The directors consider that the annual report and accounts, taken as a whole, is fair,
balanced and understandable and provides the information necessary for shareholders to
assess the group’s performance, business model and strategy.
Each of the directors, whose names and functions are listed on pages 52 and 53 of this
annual report, confirm that, to the best of his or her knowledge:
• the consolidated financial statements, which have been prepared in accordance with IFRSs
as adopted by the EU, the Companies Act 2006 and Article 4 of the IAS Regulation, give a
true and fair view of the assets, liabilities, financial position and profit of the group; and
• the management report contained in this annual report includes a fair review of the
development and performance of the business and the position of the group, together with
a description of the principal risks and uncertainties that it faces.

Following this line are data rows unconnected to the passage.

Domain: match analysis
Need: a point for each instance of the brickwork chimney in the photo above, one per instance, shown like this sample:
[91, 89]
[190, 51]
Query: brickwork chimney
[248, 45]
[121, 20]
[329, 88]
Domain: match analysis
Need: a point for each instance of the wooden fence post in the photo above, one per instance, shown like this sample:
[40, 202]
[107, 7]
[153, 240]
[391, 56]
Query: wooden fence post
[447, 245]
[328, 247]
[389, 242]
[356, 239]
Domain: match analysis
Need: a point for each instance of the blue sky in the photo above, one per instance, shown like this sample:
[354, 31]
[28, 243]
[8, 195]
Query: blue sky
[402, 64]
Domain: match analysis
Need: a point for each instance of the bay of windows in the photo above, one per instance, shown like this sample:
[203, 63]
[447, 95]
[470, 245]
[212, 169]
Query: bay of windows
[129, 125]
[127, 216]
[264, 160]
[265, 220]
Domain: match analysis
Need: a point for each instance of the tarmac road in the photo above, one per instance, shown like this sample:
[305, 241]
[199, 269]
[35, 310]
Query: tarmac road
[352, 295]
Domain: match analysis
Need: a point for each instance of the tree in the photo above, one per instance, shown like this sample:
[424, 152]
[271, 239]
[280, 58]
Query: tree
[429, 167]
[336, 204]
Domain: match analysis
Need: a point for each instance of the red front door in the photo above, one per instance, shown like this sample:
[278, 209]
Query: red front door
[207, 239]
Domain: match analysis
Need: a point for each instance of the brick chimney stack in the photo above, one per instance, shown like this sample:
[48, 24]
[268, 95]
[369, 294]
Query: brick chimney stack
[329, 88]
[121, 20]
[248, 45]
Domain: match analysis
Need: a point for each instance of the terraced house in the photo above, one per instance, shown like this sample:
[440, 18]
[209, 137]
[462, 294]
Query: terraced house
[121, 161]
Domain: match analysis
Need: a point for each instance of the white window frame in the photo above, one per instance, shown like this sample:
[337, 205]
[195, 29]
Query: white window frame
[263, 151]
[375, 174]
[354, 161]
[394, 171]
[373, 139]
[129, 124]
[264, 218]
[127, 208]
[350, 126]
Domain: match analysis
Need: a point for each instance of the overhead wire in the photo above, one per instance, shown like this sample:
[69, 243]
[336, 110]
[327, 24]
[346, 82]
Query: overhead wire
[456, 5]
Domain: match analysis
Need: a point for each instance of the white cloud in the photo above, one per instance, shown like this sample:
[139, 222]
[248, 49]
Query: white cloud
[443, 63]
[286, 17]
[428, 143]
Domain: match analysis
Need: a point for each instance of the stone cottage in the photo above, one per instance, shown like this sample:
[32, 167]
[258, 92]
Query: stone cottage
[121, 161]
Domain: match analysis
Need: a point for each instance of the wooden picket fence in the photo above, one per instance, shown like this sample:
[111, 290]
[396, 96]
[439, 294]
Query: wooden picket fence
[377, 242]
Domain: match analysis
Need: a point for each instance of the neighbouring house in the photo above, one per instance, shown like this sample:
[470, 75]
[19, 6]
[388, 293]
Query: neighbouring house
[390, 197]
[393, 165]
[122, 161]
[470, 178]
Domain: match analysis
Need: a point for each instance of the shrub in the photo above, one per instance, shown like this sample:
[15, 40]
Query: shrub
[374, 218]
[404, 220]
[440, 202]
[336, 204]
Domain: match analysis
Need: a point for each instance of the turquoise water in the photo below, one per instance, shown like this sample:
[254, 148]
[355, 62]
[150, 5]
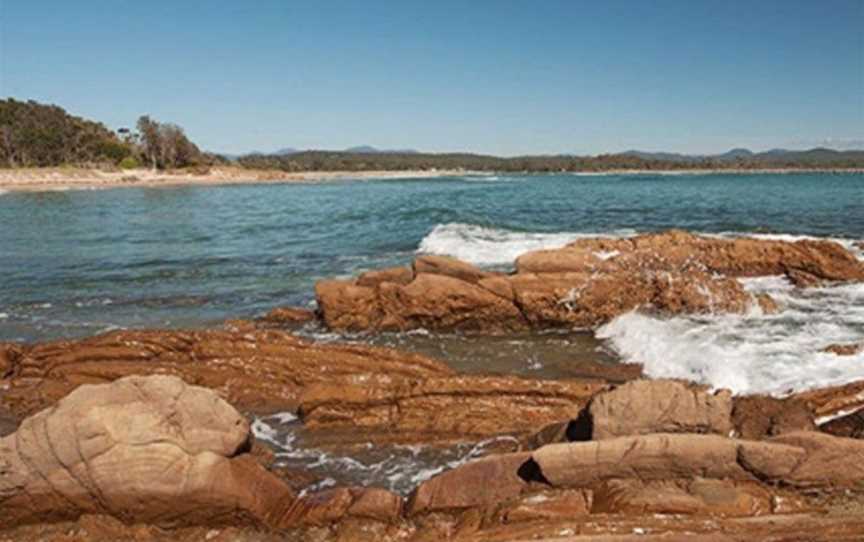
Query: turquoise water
[79, 262]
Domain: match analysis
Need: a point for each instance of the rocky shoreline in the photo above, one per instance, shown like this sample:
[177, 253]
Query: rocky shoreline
[147, 435]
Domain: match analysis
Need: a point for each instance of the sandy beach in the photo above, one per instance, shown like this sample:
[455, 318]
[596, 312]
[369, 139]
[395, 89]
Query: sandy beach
[50, 179]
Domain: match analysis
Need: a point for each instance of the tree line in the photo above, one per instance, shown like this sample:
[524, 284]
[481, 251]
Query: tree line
[39, 135]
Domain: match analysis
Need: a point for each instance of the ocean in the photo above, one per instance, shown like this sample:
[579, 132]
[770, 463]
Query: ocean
[77, 263]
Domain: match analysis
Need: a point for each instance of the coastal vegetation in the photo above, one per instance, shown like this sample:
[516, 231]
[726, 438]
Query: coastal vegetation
[40, 135]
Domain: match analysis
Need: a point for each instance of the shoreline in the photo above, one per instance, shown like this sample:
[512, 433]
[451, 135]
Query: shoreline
[60, 179]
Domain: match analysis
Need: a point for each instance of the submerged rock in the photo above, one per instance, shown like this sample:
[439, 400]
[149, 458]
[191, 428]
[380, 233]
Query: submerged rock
[584, 284]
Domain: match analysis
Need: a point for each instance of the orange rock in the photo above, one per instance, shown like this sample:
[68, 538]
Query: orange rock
[452, 407]
[659, 406]
[256, 370]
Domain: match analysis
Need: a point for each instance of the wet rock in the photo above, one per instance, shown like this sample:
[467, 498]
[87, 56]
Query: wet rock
[844, 349]
[450, 407]
[696, 496]
[659, 406]
[546, 506]
[450, 267]
[480, 482]
[647, 457]
[758, 416]
[850, 425]
[288, 316]
[142, 449]
[767, 304]
[585, 284]
[255, 370]
[397, 275]
[429, 301]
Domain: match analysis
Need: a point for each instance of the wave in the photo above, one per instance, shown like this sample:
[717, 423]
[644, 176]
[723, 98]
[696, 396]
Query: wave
[488, 246]
[481, 245]
[754, 353]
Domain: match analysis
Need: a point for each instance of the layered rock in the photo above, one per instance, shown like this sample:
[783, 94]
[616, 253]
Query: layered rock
[584, 284]
[141, 449]
[256, 370]
[446, 407]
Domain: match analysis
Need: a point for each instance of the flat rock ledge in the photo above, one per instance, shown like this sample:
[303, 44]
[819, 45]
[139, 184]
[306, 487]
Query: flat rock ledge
[583, 285]
[116, 461]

The directors in office at the date of this report have each confirmed that:
• so far as the director is aware, there is no relevant audit information of which the group’s
auditors are unaware; and
• he or she has taken all the steps he or she ought to have taken as a director in order to
make himself or herself aware of any relevant audit information and to establish that the
group’s auditors are aware of that information.
Stephen Shapiro
Group Company Secretary
Sponsor: J.P. Morgan Equities South Africa (Pty) Ltd
This announcement does not constitute an offer to sell or issue or the solicitation of an offer to buy or acquire ordinary shares
in the capital of SABMiller plc (the "company") or any other securities of the company or its subsidiaries or associates in any
jurisdiction or an inducement to enter into investment activity.
This announcement is intended to provide information to shareholders. It should not be relied upon by any other party or for
any other purpose. This announcement includes ‘forward-looking statements’ with respect to certain of SABMiller plc’s plans,
current goals and expectations relating to its future financial condition, performance and results. These statements contain the
words “anticipate”, “believe”, “intend”, “estimate”, “expect” and words of similar meaning. All statements other than
statements of historical facts included in this announcement, including, without limitation, those regarding the company’s
financial position, business strategy, plans and objectives of management for future operations (including development plans
and objectives relating to the company’s products and services) are forward-looking statements. Such forward-looking
statements involve known and unknown risks, uncertainties and other important factors that could cause the actual results,
performance or achievements of the company to be materially different from future results, performance or achievements
expressed or implied by such forward-looking statements. Such forward-looking statements are based on numerous
assumptions regarding the company’s present and future business strategies and the environment in which the company will
operate in the future. These forward-looking statements speak only as at the date of this announcement. Factors which may
cause differences between actual results and those expected or implied by the forward-looking statements include, but are not
limited to: material adverse changes in the economic and business conditions in the markets in which SABMiller operates;
increased competition and consolidation in the global brewing and beverages industry; changes in consumer preferences;
changes to the regulatory environment; failure to deliver the integration and cost-saving objectives in relation to the Foster’s
acquisition; failure to derive the expected benefits from the global efficiency programmes; and fluctuations in foreign currency
exchange rates and interest rates.
The company expressly disclaims any obligation or undertaking to disseminate any updates or revisions to any forward-looking
statements contained herein to reflect any change in the company’s expectations with regard thereto or any change in events,
conditions or circumstances on which any such statement is based. The past business and financial performance of SABMiller
plc is not to be relied on as an indication of its future performance.